New FDA Rules To Prevent Foodborne Illness from Produce

picture of produceFood scares on the news get our attention. Whatever it is, chicken, eggs, spinach, or most recently cucumbers, we check out the story and pass the news along to friends.

In a September 2015 outbreak of cucumber-related Salmonella, four Americans died and 157 were sickened, according to the Food and Drug Administration (FDA).

Along the way, consumers’ frustration and disgust have deepened. As food scares simply refuse to go away, community moves to grow and eat local produce have spread.

What FDA Says Will Happen Now

According to MedPageToday, the new rules will cover American produce, and the new Foreign Supplier Verification rule will require food importers to verify suppliers are producing food that meets U.S. safety standards. The FDA also issued guidelines governing the accreditation of third-party auditors to conduct food safety audits on foreign food facilities.

Set up as prevention measures, the rules cover water quality, employee health and hygiene, wild and domesticated animals, compost and manure, equipment, tools, and buildings.

Some 48 million Americans, out of a population of 322 million, get sick each year from foodborne diseases. Of these, 128,000 are hospitalized annually and 3,000 die, according to the U.S. Centers for Disease Control and Prevention.
In 2013, the U.S. Department of Agriculture estimated imported food accounted for 19 percent of the U.S. food supply, including 52 percent of fresh fruits and 22 percent of fresh vegetables.

The new FDA food safety rules depend on full funding of President Barack Obama’s 2016 budget requests.

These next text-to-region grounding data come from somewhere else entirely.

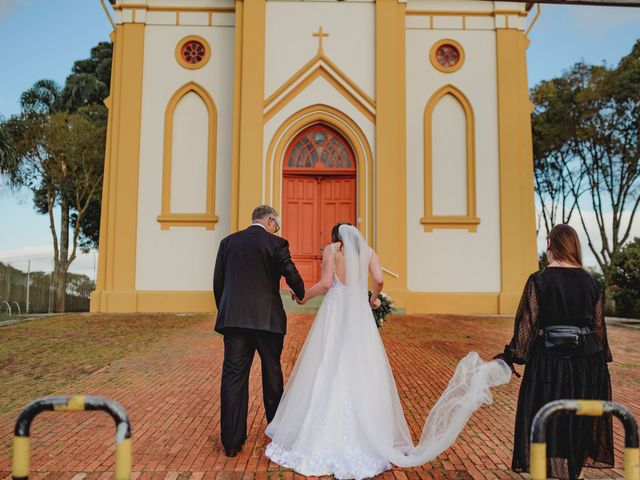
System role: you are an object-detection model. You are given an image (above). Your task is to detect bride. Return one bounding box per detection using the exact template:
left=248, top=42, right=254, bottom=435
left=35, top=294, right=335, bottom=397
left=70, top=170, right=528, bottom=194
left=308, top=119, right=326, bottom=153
left=265, top=222, right=511, bottom=479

Side Note on Salmonella in Chicken

Not too long ago I found myself standing in a long line clutching my frozen chicken that needed to be returned. The chicken had just been posted on a warning list for Salmonella. Later, a “Frontline” television documentary focused on the supplier, Foster Farms, and the ongoing pattern of Salmonella that has been traced to them. “Frontline” also pointed out the food industry is monitoring by 13 different agencies which creates a separate wave of confusion.

Chicken is governed by the U.S. Department of Agriculture’s Food Safety and Inspection Service (FSIS), which allows some levels of Salmonella in meat and poultry, assuming it will be cooked and the bugs will be killed. This ignores the possibility that Salmonella might infect people in the kitchen as it is being handled.

Let’s Keep Tracking the Progress

I think most of us will stay with all of the parts of this story, watching for the results of the new FDA regulations, and any other possible improvements in reducing confusion in the number of agencies that monitor our food.

As healthy eating grows, let’s demand that our supply of food keeps pace in matters of safety.